Nous avons l’obligation devant l’histoire de faire figurer le corps électoral dans son intégralité sur les listings. Nous sommes 8.300.000 tunisiens en âge de voter, Seulement 4.500.000 sont allés s’inscrire de manière volontaire. Et, au bout du compte, il n’y a eu que 4.300.000 bulletins dans les urnes. Cela fait un taux de participation de 52%. Dérisoire! Kafkaïen! Avoir attendu plus de cinquante ans pour en arriver là. C’est une forme de manquement, car on perpétue, de manière involontaire, une forme d’exclusion.
A présent que le vote a un sens, il faut que tous les Tunisiens puissent exercer ce devoir et jouir, enfin, de cet acquis. Les élections du 23 octobre, pour transparentes et neutres qu’elles aient été, n’ont pas permis une expression populaire globale. L’on n’a pas le droit de s’en priver.
On a joué d’amateurisme électoral. Il fallait mobiliser pour un projet de société, on s’est échiné à se battre pour des idées. Cela n’a pas soulevé l’enthousiasme du bon peuple. Le corps électoral a été déboussolé. Le résultat des courses est que 1.240.000 voix environ se soient évaporées car n’ayant abouti à l’octroi d’aucun siège. Donc, 29% des suffrages en vain et 48% des électeurs à être passifs, face à un choix qui engage leur destin!
Personne ne songe à contester la victoire d’Ennahdha. Mais le déficit de représentativité au sein de l’ANC est flagrant. Le peuple est sous-représenté, cela ne fait aucun doute. Et c’est cette situation qui alimente l’inquiétude de BCE. Lui-même avait pris part à la première Constituante de 1956 et il ne voudrait pas que le même scénario de l’Etat-Parti se reproduise. Et c’est le sens de son message en substance. C’est le non-dit de son texte.

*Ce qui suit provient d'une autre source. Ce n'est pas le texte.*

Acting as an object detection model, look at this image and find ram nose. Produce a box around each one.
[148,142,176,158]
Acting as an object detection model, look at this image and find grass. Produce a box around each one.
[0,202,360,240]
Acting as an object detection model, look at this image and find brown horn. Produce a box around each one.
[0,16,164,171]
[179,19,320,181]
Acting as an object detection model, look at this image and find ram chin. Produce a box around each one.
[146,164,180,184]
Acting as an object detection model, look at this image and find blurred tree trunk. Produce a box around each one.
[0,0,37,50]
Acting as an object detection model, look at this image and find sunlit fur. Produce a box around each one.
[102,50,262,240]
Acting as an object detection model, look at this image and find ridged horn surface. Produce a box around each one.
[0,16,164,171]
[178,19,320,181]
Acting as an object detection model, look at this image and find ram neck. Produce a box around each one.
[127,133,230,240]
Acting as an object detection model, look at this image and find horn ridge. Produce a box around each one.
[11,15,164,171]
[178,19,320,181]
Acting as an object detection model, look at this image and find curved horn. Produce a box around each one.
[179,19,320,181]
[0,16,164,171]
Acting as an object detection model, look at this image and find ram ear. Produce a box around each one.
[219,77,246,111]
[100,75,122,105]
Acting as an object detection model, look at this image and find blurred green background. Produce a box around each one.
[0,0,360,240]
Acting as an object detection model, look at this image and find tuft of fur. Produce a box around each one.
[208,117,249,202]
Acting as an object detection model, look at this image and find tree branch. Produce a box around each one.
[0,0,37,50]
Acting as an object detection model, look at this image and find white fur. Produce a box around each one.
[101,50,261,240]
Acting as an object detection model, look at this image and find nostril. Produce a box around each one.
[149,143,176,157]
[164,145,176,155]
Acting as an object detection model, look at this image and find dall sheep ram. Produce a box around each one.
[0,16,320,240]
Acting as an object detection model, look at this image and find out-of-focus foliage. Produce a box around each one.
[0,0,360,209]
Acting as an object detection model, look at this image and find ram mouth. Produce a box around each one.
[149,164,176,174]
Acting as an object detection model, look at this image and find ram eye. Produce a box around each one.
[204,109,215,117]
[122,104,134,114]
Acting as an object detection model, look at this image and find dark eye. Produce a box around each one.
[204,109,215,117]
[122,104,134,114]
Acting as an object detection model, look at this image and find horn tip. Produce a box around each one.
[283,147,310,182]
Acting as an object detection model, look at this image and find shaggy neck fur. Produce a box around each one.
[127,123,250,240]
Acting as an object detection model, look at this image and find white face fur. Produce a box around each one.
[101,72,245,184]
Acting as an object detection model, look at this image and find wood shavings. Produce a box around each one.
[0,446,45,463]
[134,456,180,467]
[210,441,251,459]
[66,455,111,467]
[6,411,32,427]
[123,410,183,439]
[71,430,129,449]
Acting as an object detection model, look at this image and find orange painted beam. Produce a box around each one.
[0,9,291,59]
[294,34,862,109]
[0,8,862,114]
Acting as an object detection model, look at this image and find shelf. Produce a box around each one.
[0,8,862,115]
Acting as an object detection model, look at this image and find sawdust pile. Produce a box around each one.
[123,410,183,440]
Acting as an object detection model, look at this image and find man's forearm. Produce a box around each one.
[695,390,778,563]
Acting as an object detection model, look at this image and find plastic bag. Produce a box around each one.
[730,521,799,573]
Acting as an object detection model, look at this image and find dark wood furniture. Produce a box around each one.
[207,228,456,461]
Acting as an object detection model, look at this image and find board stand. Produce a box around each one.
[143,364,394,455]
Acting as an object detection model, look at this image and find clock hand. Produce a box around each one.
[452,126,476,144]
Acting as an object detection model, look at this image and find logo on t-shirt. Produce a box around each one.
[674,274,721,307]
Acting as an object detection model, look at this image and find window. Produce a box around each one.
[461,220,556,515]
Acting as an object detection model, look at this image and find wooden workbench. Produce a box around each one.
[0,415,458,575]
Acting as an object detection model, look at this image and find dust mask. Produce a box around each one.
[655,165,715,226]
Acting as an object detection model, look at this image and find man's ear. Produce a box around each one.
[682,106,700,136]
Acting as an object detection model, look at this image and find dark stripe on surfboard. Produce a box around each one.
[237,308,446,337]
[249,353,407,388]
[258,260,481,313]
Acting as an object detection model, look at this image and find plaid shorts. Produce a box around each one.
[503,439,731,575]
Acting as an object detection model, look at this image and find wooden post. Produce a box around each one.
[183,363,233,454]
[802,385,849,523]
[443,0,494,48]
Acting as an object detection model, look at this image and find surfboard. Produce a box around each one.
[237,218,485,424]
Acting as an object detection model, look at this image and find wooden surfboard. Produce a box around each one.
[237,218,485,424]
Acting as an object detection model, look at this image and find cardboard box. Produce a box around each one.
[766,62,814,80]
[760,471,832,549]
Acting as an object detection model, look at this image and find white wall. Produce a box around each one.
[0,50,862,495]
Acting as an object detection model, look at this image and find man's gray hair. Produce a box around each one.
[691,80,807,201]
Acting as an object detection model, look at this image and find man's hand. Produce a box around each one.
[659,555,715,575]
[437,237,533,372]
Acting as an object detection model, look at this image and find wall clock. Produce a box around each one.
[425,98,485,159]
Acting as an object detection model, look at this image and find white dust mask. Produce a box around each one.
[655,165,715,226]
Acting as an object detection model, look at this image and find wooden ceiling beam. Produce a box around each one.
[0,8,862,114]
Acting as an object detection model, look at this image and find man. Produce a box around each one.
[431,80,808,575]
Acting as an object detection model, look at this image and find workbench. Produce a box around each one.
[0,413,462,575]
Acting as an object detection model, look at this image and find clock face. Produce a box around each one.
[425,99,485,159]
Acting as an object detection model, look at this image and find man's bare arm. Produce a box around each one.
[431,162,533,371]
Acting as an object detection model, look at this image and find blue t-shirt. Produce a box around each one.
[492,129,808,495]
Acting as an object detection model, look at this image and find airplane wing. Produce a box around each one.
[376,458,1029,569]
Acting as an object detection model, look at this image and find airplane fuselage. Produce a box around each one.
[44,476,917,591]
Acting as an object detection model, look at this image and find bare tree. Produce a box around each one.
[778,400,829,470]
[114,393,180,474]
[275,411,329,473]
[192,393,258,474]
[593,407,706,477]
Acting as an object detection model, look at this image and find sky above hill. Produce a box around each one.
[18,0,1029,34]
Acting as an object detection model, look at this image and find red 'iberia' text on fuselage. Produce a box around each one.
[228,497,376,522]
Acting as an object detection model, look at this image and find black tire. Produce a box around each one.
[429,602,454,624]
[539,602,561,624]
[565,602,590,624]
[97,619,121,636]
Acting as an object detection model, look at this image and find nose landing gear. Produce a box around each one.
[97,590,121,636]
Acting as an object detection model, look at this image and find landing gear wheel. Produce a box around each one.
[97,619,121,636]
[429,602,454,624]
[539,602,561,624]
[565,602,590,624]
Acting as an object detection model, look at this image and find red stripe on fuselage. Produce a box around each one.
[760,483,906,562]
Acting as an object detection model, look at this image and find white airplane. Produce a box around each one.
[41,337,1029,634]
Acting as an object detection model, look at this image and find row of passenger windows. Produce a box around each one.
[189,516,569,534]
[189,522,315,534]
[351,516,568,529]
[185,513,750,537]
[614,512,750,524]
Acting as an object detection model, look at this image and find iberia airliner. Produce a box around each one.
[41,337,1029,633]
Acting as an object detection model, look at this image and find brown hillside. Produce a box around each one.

L’appel doit être suivi d’effets
L’ambiance qui prévaut à l’heure actuelle au sein de l’ANC est déroutante. Au lieu de s’affairer à esquisser une plateforme constitutionnelle, on se retrouve à s’étriper sur les rivalités partisanes et le programme de gouvernement.
La physionomie actuelle de l’ANC ne pousse pas dans la direction qui favoriserait un large consensus pour écrire un texte qui doit rassembler. Ennahdha, formation dominante au sein de la Troïka, exerce un contrôle minoritaire qui lui confère un statut prépondérant au sein de l’ANC. Elle peut, de ce fait, privilégier son choix de modèle d’Etat. Or, elle penche pour l’introduction d’une dose de théocratie dans l’esprit des lois et des institutions. Elle ne s’en est jamais cachée et c’est sa marque de fabrique. On court le risque, après tant de sacrifices, d’être frustrés d’un Etat de droit avec des institutions démocratiques régies par le droit positif sans référence au sacré. Et tout cela par la faute de nos élites qui se sont trompées de guerre.
Lors du scrutin du 23 octobre dernier, les Etats Majors de partis, au lieu de faire focus sur le modèle d’Etat, ont préféré jouer la coloration politique. La Troïka se trouve face à une mosaïque de partis qui ne peut peser sur le débat et par conséquent les choix fondamentaux. Et c’est dans cette perspective que l’appel de Béji Caïd Essebsi trouve toute sa logique. Il se propose d’agglomérer tout ce qui est en dehors de la Troïka en un large mouvement constitutionnel.
Ayant une “masse critique“, comme diraient les économistes, cette formation pourrait disposer d’une audience pour faire ramener le centre d’intérêt au sein de l’ANC, sur les grands choix structurants en matière constitutionnelle, à savoir un Etat de droit, un régime civil, des institutions démocratiques et une mise en équivalence des pouvoirs entre le président et le Premier ministre.
L’appel doit être suivi d’effet. La balle est dans le camp des Etats Majors des partis. Il ne faudrait pas qu’ils ratent ce rendez-vous avec l’histoire.